Co-operative society

Sitajakhala Dugdha Utpadak Samabai Samiti (SDUSS), also known under Sitajakhala brand name is a cooperative milk producers' society based in Sitajakhala, Jagiroad, in the Morigaon district of Assam. Established in 1958, it is the only milk producers' cooperative society in central Assam.

Today, SDUSSL produces 15,000 liters of milk daily, with most of it being sold in the nearest towns and cities like Jagiroad, Morigaon, Nagaon and the capital Guwahati.

==History==
The cooperative society is in an area where Gorkha or Nepali-origin people have been raising cattle since before Independence. After Independence, as the demand for milk increased, the community organized and collaborated to meet the market needs of nearby areas.

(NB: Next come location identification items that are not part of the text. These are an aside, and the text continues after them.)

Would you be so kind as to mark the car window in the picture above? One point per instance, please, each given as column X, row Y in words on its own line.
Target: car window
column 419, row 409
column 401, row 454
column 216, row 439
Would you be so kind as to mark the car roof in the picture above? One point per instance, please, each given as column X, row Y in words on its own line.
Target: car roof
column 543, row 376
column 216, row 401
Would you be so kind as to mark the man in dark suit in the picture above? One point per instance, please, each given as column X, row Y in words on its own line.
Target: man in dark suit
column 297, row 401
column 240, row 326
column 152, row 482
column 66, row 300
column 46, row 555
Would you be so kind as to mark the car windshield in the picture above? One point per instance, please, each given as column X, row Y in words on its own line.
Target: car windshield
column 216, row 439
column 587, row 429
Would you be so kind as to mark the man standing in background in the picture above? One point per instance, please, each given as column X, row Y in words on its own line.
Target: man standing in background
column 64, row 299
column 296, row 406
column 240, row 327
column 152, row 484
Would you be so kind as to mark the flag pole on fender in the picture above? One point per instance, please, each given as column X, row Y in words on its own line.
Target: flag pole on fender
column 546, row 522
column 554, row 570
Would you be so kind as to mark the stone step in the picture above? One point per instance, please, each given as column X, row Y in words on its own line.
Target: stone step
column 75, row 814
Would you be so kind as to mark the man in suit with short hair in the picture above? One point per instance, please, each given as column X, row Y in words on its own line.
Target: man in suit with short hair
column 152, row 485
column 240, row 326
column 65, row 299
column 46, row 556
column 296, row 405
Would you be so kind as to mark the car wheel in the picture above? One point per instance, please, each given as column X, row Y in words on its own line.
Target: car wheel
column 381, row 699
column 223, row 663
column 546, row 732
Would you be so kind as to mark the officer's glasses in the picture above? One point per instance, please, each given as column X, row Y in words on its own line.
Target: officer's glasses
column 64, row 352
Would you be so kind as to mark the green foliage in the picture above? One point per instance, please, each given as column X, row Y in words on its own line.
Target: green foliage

The society was formally established in 1958 by 17 members, including key figures like Nandalal Upadhaya and Sabilal Sharma, with the goal of eliminating middlemen from the milk trade and to create an organized marketing system for local milk producers, the society ensures that they receive fair prices for their products. They began with just 27 liters of milk from local cows. Nandalal Upadhaya faced significant resistance, including life threats from middlemen, as he worked to unite farmers.

In 1962, during the Chinese aggression, the society supplied milk to the Indian Army through the Central Dairy. Jersey cows were introduced in 1972 to boost production. On 14 November 2018, the society began distributing processed milk.

==Products==
Sitajakhala produces various dairy products, including pasteurized milk, curd, ghee, paneer, butter, buttermilk, and lassi. These products not only meet local dietary needs but also support the economic sustainability of the cooperative.

The society launched milk products under the Gonand brand in 2015. However, it later discontinued this brand and began producing under the Sitajakhala brand.